UW-Eau Claire offers weekend showing of ‘The Exorcist’ after spring break

Film showing offers a look back at some of the most important scenes in cinema history

UW-Eau Claire offers weekend showing of ‘The Exorcist’ after spring break

To take “The Exorcist” from horror is to take Michael Jordan from basketball. Without them, at a basic level the spectacle would remain the same, but there’s no denying the film genre owes as much to the 1973 classic as the sport owes the ‘90s athletic superstar.

In terms of scary movies, “The Exorcist” is a wet dream — a dream drenched with green vomit, that is. With iconic scenes at every turn, it’s sometimes difficult to look past its cultural significance to appreciate just how terrifying this movie was and still is.

The story chronicles the attempts of two Catholic priests to save a 12-year-old girl from the clutches of an ancient demon. Old and wizened Father Lankester Merrin (Max von Sydow) and a younger, doubting Father Damien Karras (Jason Miller) team up to take on Pazuzu, an ageless dark entity from Persian mythology who has possessed Regan MacNeill (Linda Blair).

The film follows the valiant efforts of the two priests as Pazazu struggles and retaliates in a series of supernaturally hellish acts. Karras observes the calm and experienced ministrations of the older Merrin while he wrestles with his own demons of fear and faithlessness. Escalating with each scene, the tension of the film builds until the thundering conclusion.

While special effects have improved exponentially since “The Exorcist” showed in theaters — and, as a result, it’s much more difficult to scare today’s desensitized audiences — the 1973 classic has aged surprisingly well for a horror film. Sure, it may be hard to take the green vomit seriously (Admittedly, “Scary Movie 2” may have ruined that bit for me forever), but there are still parts where I found myself eyeing the darkened corners of my living room warily. After 43 years, “The Exorcist” still packs an unnerving punch.

While “The Exorcist” may seem like a cliché and unoriginal film at first glance, this is because hundreds of horror films have copied its groundbreaking tropes in the decades since. Modern viewers have seen the same techniques regurgitated a hundred times, but it’s still important to recognize the original and to acknowledge that, after all these years, “The Exorcist” still remains one of the most expertly crafted horror films to date.

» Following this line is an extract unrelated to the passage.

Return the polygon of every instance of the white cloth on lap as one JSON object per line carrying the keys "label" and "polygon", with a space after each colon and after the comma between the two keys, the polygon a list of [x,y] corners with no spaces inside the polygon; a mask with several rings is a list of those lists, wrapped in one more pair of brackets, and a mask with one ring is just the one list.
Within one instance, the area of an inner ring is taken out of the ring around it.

Perhaps this is because it’s more than simply a horror film. “The Exorcist” is a surprisingly compelling story with dynamic acting and deeper explorations of faith and fear than is usually seen in the typical slasher film variety.

“The Exorcist” stands as a cornerstone of film and offers a great experience to anyone willing to venture into its demonic subject matter.

UW-Eau Claire will be showing “The Exorcist” at 7 p.m. April 1, at 2 and 7 p.m. April 2, and 2 p.m. April 3 in the Woodland Theater.